介護福祉士国家試験の受験者数および合格者数と合格率 (参照:厚生労働省 第30回介護福祉士国家試験合格発表より)

このグラフから、第29・30回と続いて介護福祉士の合格率は70%を超えているのが分かります。
難関国家資格と呼ばれるものの中には合格率が10%以下の試験もあるため、介護福祉士は国家資格の中では取得しやすい資格と言えるのではないでしょうか。
しかし、受験資格や試験の形式によっても結果は異なってくるため、一概に合格率だけで難易度を決めてしまうのではなく、しっかり勉強と対策が必要です。

■介護福祉士の資格を取得したら、すぐに働けるの?

資格を取得してから実際に介護福祉士として働くには、まず介護福祉士登録申請が必要です。
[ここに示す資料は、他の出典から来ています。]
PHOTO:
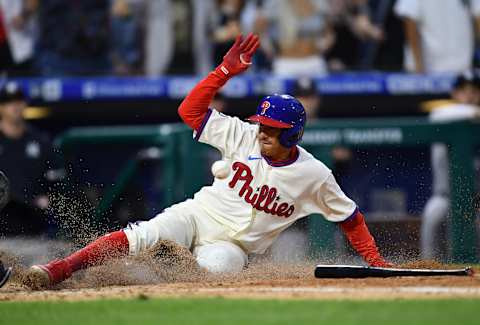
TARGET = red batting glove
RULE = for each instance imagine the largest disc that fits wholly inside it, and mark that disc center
(239, 57)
介護福祉士として1日でも早く働きたい方は、試験の合格通知書が届いたらすぐ登録の準備に取りかかるようにしましょう!

登録申請に免許税と手数料が必要!

登録免許税(収入印紙)9,000円と登録手数料3,320円の計12,320円が必要です。

登録申請に必要な書類一覧

試験センターに送らなければならない必要書類は、以下の通りです。

  • •登録申請書
  • •登録免許税(収入印紙)
  • •登録手数料の『振替払込受付証明書』
  • •介護福祉士養成施設などの卒業(修了)証明書 ※養成施設の卒業者のみ
  • •戸籍抄本、戸籍の個人事項証明書、本籍地を記載した住民票のうち、いずれか1通

介護福祉士登録申請の流れ

① 試験センター宛てに、必要書類を簡易書留で郵送する

② 試験センターで審査され、審査が通ったら登録簿へ登録される

③ 登録証が郵送で交付されてくる

◆まとめ

介護福祉士の国家資格を取得するためには、受講料や試験の受験料、勉強をする時間など様々な負担がかかります。
しかし、介護の仕事をしたい・やりがいや向上心を持って活躍したい、またスキルアップやキャリアアップしていきたいと考えている方には、ぜひ目指してほしい資格です。
現在は、スクールに通わずに通信講座やWeb講座を使って在宅で勉強ができるなど、試験対策の選択肢が充実しているため、自分に合った方法を見つけてぜひ資格取得にチャレンジしてみてくださいね!